A popular figure in Digambara Jain mythology, Bahubali (meaning “the strong-armed”) is believed to have been the son of Rishabhadeva, the first Jina. Also known as Gomateshvara, Bahubali is most popularly recognised through five monolithic statues erected in present-day Karnataka through the mediaeval period.
Bahubali is mentioned in the religious literature of both the Svetambara and Digambara sects of Jainism, although his worship is more prominent amongst Digambaras. The most influential depiction of his life comes from the Adipurana of Pampa, a Kannada epic composed in the tenth century in the court of a feudatory of the Rashtrakuta Dynasty. In the Adipurana’s narrative, Rishabhadeva and all of his sons, with the exception of Bahubali, gave up their kingdoms in favour of his eldest son, Bharata. Eventually, Bharata and Bahubali fought with each other, with Bahubali initially overpowering his brother. However, towards the end of their conflict, Bahubali was overcome with regret at the bloodshed that had taken place as a result of their battles, and renounced his kingdom. Going into the forest, he is said to have stood in one place in the kayotsarga (motionless) position. He was eventually sought after by his sisters, Brahmi and Sundari, who found him covered in vines and creepers, with bird nests in his tangled hair. The sisters removed the creepers from his body, urging him to let go of his pride and remorse, at which point he is said to have gained enlightenment and attained kevala.
This narrative is central in the iconography of Bahubali. He is depicted in the nude, standing upright in the kayotsarga position with vines around his arms and legs, and matted, curly hair. The earliest known image of him is located in Badami Cave 4, dated to the late sixth century; visual representations of him, especially with vines, remain consistent in the Deccan through the next few centuries.
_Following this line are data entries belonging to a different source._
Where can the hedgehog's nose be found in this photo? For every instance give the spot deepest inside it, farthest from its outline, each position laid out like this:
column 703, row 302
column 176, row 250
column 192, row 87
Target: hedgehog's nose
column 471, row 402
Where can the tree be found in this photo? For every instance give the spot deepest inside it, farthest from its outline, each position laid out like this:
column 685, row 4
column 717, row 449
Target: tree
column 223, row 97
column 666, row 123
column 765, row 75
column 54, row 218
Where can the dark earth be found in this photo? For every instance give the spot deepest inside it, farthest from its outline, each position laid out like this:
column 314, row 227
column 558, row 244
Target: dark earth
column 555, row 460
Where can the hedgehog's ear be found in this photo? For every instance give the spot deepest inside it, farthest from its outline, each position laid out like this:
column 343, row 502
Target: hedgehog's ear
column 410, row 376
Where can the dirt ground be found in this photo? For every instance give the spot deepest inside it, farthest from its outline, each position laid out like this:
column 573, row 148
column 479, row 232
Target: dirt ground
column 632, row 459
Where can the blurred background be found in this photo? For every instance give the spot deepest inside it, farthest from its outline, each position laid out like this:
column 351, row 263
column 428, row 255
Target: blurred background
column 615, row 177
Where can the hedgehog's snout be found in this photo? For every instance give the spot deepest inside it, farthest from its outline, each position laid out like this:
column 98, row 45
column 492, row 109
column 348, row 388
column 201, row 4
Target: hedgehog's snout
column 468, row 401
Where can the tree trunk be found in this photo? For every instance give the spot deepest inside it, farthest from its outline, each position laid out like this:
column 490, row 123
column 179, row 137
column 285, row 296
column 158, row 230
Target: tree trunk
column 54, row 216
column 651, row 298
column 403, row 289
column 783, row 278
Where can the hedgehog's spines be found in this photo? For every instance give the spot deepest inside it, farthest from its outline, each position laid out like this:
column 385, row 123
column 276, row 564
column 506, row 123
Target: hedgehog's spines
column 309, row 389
Bahubali was initially represented alongside Parshvanatha, the twenty-third tirthankara. Gradually, he came to be represented individually through colossal monolithic statues. The origins of these statues are not entirely clear: they may be linked to highly public abhisheka associated with Jain idols in the early mediaeval Deccan. The date of the Adipurana also suggests that the Bahubali cult was increasingly popular with royal families from the tenth century onwards. One of the most prominent monolithic Bahubali statues, 57 ft tall, was commissioned in the late-tenth century by the Ganga feudatory king Chamundaraya at the site of Shravanabelagola; as of writing, it continues to draw pilgrims from across India.
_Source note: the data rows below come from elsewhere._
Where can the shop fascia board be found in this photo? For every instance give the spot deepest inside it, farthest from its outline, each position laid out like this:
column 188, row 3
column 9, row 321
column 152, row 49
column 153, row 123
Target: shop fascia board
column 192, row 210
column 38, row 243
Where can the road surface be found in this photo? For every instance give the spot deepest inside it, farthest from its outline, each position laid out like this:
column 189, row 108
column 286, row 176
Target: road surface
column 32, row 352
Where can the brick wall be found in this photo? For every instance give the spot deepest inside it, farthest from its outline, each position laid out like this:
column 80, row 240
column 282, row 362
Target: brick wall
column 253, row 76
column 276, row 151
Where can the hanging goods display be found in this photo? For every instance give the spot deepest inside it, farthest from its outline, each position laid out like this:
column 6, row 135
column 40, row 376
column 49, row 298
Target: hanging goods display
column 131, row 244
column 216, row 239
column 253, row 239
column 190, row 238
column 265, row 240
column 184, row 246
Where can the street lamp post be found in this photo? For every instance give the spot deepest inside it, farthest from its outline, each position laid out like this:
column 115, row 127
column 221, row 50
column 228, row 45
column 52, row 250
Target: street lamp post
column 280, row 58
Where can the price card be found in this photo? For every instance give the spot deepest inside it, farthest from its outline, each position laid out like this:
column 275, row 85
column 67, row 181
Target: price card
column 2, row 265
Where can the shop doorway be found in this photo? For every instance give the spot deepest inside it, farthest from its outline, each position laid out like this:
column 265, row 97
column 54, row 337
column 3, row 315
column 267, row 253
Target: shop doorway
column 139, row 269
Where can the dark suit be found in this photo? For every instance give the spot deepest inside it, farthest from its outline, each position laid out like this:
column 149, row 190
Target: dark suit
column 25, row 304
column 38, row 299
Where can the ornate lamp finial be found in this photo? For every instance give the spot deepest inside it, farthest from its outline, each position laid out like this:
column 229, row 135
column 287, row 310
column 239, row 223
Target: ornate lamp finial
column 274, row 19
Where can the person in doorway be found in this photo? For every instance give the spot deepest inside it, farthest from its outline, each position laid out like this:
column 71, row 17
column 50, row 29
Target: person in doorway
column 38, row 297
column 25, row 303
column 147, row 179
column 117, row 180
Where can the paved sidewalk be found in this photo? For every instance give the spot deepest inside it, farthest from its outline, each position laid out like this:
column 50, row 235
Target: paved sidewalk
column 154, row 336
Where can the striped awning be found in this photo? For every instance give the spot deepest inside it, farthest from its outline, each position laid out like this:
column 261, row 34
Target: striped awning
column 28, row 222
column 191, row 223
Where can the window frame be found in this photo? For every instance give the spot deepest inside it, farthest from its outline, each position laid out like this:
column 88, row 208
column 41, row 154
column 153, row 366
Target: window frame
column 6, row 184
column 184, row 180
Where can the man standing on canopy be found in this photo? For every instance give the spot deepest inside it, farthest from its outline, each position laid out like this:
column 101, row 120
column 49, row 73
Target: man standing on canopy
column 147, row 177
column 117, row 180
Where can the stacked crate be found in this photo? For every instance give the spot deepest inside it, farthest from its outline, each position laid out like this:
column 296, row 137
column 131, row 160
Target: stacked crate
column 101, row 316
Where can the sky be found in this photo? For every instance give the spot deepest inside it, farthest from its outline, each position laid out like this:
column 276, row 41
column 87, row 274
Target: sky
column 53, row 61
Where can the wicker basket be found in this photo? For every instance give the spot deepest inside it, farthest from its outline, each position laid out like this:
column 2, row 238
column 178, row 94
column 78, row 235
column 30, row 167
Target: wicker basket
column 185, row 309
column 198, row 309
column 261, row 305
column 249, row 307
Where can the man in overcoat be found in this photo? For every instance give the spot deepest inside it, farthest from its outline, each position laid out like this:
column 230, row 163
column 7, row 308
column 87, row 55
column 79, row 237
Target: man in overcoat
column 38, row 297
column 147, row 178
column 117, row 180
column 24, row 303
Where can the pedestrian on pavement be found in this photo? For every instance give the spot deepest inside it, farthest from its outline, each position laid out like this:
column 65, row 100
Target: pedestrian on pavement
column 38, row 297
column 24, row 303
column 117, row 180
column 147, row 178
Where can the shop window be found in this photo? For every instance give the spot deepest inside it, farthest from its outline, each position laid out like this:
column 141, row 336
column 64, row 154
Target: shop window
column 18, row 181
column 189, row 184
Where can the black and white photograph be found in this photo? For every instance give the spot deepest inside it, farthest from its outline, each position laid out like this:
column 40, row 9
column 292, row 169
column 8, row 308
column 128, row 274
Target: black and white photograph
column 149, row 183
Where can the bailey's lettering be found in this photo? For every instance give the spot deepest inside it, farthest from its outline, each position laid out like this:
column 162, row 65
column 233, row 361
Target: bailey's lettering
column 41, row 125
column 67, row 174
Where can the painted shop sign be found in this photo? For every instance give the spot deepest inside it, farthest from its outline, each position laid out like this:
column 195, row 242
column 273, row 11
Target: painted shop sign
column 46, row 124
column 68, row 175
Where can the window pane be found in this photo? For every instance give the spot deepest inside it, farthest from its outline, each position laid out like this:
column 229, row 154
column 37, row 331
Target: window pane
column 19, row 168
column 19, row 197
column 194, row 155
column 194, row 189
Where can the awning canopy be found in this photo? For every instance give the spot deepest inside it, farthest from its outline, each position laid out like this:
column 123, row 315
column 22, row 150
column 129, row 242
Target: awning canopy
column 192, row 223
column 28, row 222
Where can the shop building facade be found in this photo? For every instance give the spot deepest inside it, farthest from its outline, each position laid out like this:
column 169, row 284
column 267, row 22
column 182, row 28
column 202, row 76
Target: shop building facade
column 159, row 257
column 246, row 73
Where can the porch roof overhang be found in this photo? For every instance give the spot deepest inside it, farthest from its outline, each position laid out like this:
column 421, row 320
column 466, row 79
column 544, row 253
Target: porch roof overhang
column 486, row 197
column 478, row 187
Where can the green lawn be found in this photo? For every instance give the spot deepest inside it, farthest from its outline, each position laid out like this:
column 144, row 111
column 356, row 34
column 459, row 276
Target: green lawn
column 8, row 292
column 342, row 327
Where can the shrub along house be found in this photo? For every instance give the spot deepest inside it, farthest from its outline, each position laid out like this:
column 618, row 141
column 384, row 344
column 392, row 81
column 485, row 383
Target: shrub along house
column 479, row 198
Bahubali continues to be worshipped in Jain temples. According to scholars, additional elements, including an ant-hill and attendant women figures, were added to Bahubali’s iconography from the tenth to the fourteenth century, particularly during the reign of the Hoysala Dynasty. From the late mediaeval period onwards, the popularity of Jainism began to fade in the inland Deccan, but monolithic statues of Bahubali continued to be commissioned. Examples may be found at Karkala (fifteenth century) and Venur (seventeenth century), where they are still worshipped by local Jain communities.